これは高麗大学のHyerean Jang氏、Taehun Kim氏、Youngjoo Shin氏が共同執筆した論文「(PDF) SysBumps: Exploiting Speculative Execution in System Calls for Breaking KASLR in macOS for Apple Silicon」により明らかになった。論文では攻撃手法を「SysBumps」と名付け、macOSのセキュリティ機能「kASLR」を回避できると指摘している。

  • macOS Security Breach: CVE-2024-54531 PoC Published、Attackers Can Bypass KASLR

    macOS Security Breach: CVE-2024-54531 PoC Published, Attackers Can Bypass KASLR

KASLRの回避

macOSのセキュリティ機能「kASLR」は、カーネルアドレス空間のレイアウトをランダム化することで侵害を困難にする保護機能。しかしながら、今回公開された攻撃手法「SysBumps」を用いると、カーネルベースを決定する有効なカーネルアドレスを特定できるとされる。

SysBumpsの攻撃手順の概要は次のとおり。

  • 悪用可能なシステムコールを特定し、ユーザーアドレス空間を指定して複数回呼び出し学習させる
  • TLB(Translation Lookaside Buffer)にエビクションセットを構築する(キャッシュから不要なデータを排除する)。なお、TLBの観察にprime+probe手法を使用するため、TLBは事前に解析しておく必要がある
  • カーネルアドレス(推定)を指定してシステムコールを呼び出す
  • レイテシンが所定のしきい値を超えるか確認し、カーネルアドレス空間に含まれるか検証する
  • 上記を繰り返し、カーネルベースアドレスを推定する

影響と対策

SysBumpsはApple Mシリーズの投機的実行を悪用する。研究者の実験により、平均96.28%の精度かつ3秒以内にkASLRを突破できることが明らかになった。実験に使用された概念実証コードは「GitHub - koreacsl/SysBumps」にて公開されている。
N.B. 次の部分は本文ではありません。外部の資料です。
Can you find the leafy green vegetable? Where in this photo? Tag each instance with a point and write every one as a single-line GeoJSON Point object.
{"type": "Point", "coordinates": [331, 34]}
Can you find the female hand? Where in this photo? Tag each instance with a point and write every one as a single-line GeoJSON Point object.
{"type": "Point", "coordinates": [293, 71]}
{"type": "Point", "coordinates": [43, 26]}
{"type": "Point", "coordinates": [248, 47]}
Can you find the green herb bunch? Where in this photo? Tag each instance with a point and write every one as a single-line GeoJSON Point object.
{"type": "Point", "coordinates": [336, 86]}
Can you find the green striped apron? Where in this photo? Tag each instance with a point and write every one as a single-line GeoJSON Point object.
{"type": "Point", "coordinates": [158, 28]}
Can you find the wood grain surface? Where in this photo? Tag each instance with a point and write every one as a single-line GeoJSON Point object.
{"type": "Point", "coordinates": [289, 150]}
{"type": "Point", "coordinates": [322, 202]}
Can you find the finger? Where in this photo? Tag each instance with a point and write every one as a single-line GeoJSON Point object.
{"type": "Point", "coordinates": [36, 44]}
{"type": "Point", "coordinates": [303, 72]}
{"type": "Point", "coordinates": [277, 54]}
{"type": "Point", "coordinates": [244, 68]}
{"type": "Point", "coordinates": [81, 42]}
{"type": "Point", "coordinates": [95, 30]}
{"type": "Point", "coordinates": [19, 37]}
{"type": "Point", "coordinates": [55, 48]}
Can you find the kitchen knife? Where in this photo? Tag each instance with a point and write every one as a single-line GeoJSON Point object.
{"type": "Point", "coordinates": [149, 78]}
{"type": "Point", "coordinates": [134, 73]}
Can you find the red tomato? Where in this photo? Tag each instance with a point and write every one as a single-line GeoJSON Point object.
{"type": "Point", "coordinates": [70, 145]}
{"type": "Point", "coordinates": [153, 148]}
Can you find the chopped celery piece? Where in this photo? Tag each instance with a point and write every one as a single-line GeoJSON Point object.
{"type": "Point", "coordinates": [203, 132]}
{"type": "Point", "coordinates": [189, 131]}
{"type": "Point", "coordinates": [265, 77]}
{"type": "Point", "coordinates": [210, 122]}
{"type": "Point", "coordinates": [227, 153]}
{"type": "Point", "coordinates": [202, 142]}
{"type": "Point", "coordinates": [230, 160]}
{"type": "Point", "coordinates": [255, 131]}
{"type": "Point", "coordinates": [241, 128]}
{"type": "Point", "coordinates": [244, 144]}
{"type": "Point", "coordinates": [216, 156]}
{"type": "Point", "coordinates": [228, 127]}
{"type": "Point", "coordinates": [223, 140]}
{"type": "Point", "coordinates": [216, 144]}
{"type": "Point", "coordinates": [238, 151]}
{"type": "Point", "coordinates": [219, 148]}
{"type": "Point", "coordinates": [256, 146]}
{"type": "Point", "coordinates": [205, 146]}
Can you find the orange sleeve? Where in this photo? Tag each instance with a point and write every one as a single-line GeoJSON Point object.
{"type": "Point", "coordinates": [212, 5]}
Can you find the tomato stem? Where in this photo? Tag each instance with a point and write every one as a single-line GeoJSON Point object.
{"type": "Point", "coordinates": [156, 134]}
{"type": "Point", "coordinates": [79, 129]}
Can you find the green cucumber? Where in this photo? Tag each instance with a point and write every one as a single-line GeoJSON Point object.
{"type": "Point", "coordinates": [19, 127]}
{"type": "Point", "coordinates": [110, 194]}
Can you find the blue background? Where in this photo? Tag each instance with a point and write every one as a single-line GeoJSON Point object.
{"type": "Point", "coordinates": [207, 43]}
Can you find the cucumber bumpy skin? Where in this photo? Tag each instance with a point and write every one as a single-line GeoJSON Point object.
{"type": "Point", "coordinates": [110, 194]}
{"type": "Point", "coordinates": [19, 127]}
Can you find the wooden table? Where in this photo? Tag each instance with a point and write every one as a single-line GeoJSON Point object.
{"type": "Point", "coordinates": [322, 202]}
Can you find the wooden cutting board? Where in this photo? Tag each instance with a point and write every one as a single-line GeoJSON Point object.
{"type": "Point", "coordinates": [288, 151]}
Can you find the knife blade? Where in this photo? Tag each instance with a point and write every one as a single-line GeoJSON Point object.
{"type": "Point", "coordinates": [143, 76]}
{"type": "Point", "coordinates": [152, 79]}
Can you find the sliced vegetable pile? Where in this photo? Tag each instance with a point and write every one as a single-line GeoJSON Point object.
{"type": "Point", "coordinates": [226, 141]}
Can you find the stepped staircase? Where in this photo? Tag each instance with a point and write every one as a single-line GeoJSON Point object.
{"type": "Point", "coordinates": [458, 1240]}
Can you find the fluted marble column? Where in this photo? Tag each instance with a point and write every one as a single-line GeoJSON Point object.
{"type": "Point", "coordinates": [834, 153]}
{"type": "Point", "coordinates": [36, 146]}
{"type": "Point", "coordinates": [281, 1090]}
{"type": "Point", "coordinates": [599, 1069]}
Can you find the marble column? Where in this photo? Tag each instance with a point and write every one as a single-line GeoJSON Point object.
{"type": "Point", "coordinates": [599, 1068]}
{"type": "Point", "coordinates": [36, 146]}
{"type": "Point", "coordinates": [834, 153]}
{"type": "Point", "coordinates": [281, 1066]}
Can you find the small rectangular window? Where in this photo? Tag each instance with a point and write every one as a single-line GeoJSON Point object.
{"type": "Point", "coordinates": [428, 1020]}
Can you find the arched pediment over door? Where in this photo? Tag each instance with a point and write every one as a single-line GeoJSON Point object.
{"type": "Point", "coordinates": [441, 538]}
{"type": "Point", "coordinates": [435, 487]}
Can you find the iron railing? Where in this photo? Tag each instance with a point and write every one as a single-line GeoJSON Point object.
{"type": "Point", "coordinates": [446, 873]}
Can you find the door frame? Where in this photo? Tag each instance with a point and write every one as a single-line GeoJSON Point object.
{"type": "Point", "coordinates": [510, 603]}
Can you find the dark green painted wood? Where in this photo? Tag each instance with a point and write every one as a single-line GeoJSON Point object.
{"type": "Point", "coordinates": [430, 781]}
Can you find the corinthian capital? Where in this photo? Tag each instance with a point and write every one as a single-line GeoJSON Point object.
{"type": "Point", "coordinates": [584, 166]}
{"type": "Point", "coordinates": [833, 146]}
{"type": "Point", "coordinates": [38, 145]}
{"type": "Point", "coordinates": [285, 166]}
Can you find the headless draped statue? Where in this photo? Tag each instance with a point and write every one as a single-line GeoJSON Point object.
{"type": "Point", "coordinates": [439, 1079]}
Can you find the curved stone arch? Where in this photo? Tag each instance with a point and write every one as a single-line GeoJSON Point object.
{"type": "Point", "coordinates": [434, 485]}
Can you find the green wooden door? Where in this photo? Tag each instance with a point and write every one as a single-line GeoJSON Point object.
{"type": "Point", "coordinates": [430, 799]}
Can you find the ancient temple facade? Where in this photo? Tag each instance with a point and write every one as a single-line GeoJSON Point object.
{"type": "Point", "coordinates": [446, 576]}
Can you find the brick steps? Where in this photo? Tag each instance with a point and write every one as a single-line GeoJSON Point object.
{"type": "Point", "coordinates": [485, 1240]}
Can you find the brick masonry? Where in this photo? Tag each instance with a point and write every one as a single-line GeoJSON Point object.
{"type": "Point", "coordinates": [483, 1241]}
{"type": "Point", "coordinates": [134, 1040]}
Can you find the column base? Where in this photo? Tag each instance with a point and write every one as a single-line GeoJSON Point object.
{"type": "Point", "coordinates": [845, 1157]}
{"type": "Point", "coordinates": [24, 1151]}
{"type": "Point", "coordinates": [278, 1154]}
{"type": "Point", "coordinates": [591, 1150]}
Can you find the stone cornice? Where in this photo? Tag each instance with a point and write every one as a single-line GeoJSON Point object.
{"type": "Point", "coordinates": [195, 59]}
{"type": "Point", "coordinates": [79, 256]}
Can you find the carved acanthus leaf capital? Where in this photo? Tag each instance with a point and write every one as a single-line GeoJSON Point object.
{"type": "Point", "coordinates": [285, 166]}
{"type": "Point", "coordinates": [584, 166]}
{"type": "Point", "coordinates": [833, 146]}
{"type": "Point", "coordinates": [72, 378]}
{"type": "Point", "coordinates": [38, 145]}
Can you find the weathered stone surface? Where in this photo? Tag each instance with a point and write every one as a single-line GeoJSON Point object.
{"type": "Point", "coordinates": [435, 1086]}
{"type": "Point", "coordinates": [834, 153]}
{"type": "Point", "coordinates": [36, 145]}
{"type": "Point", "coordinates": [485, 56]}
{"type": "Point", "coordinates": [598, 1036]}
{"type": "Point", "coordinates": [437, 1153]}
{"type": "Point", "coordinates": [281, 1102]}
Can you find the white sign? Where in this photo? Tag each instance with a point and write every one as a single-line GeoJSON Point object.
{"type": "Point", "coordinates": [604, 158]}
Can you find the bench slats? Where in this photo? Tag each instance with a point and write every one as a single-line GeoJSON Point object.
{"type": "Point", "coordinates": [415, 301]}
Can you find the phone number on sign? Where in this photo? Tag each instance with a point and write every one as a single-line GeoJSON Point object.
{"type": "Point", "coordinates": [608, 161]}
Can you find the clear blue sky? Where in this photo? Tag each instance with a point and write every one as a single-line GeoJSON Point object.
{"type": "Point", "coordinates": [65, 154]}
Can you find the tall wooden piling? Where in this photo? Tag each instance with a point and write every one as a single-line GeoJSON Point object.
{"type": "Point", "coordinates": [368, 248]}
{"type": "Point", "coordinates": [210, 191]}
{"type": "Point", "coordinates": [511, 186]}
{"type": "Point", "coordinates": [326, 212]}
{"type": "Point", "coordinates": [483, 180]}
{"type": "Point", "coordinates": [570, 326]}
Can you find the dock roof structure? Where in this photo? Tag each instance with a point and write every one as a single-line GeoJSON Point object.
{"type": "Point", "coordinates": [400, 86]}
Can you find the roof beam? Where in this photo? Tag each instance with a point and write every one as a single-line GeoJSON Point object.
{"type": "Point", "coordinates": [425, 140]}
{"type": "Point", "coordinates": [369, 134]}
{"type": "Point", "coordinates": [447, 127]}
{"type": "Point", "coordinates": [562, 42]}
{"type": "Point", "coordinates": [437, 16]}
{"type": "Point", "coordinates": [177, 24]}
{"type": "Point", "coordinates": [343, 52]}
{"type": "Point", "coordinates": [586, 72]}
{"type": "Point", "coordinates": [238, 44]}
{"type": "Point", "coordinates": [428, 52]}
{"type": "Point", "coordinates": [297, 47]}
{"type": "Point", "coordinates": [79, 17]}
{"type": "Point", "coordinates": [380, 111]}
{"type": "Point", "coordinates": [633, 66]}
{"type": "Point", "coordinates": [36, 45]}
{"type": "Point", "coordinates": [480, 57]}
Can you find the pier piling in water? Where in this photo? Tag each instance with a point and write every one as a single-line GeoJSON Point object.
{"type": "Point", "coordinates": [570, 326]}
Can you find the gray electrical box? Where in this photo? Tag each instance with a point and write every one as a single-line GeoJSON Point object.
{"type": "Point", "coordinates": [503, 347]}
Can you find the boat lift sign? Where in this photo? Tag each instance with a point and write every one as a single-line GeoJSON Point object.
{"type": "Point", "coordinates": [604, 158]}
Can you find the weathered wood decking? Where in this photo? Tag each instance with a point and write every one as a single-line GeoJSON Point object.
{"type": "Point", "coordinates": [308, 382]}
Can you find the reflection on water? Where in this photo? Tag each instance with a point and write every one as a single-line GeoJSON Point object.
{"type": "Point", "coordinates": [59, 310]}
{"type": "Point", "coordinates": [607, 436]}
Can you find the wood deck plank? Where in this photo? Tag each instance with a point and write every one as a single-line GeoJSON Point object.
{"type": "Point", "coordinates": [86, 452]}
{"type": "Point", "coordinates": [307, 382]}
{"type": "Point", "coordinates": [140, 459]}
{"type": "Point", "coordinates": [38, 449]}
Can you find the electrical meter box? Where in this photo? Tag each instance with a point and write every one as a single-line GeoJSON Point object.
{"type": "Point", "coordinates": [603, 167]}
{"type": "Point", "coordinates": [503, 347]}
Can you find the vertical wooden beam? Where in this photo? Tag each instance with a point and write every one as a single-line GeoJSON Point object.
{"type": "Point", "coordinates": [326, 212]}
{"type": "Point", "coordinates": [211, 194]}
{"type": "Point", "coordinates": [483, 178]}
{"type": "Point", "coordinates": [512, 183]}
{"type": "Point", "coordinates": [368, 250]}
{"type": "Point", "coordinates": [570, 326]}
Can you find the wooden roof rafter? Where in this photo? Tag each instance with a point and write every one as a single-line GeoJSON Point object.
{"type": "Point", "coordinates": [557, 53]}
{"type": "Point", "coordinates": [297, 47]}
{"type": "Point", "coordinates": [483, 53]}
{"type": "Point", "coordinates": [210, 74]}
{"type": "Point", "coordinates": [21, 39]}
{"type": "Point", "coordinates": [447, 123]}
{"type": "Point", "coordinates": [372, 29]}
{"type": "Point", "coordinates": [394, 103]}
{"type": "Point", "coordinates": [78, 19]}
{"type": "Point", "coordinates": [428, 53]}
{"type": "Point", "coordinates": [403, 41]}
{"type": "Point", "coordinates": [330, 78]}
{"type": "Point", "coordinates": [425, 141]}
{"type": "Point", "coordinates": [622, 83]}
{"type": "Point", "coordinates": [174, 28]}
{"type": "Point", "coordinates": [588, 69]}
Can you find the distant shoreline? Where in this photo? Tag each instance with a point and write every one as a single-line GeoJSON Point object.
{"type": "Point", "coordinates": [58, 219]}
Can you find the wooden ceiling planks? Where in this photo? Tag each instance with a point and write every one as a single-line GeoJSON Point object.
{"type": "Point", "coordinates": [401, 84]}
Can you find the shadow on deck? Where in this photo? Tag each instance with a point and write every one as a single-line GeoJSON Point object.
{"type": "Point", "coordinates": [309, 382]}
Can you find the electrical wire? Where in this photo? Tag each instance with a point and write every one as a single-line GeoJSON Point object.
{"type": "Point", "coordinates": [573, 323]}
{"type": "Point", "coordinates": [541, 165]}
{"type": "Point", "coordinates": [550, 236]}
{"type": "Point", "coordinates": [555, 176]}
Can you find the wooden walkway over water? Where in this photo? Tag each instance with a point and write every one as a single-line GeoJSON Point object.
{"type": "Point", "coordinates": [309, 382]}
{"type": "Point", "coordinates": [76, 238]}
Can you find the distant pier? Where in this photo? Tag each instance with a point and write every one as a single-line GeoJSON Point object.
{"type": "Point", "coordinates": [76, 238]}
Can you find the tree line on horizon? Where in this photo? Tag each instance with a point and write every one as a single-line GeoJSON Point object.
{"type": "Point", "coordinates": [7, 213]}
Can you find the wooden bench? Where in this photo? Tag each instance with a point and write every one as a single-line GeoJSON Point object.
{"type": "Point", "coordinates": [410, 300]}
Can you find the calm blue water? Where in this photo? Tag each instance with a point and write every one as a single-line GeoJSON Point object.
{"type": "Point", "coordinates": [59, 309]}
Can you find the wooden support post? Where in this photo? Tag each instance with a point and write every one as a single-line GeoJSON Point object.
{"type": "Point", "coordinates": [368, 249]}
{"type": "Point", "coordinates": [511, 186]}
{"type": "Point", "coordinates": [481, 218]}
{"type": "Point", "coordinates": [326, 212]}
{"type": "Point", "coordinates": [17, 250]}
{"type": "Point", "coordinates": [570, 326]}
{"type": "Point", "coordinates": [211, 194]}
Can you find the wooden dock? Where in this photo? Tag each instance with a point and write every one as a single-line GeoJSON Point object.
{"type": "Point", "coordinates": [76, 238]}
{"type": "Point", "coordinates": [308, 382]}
この脆弱性は2024年12月11日に公開された「macOS Sequoia 15.2」にて修正された。Apple Mシリーズを搭載したmacOSを利用しているユーザーは、影響を回避するためアップデートすることが推奨されている。

なお、研究者はこの攻撃手法が他の環境でも通用するかについて検証。Intel CPUのmacOS、Intel CPUのUbuntu Linux、Intel CPUのWindowsにて検証したが、いずれも攻撃には失敗したという。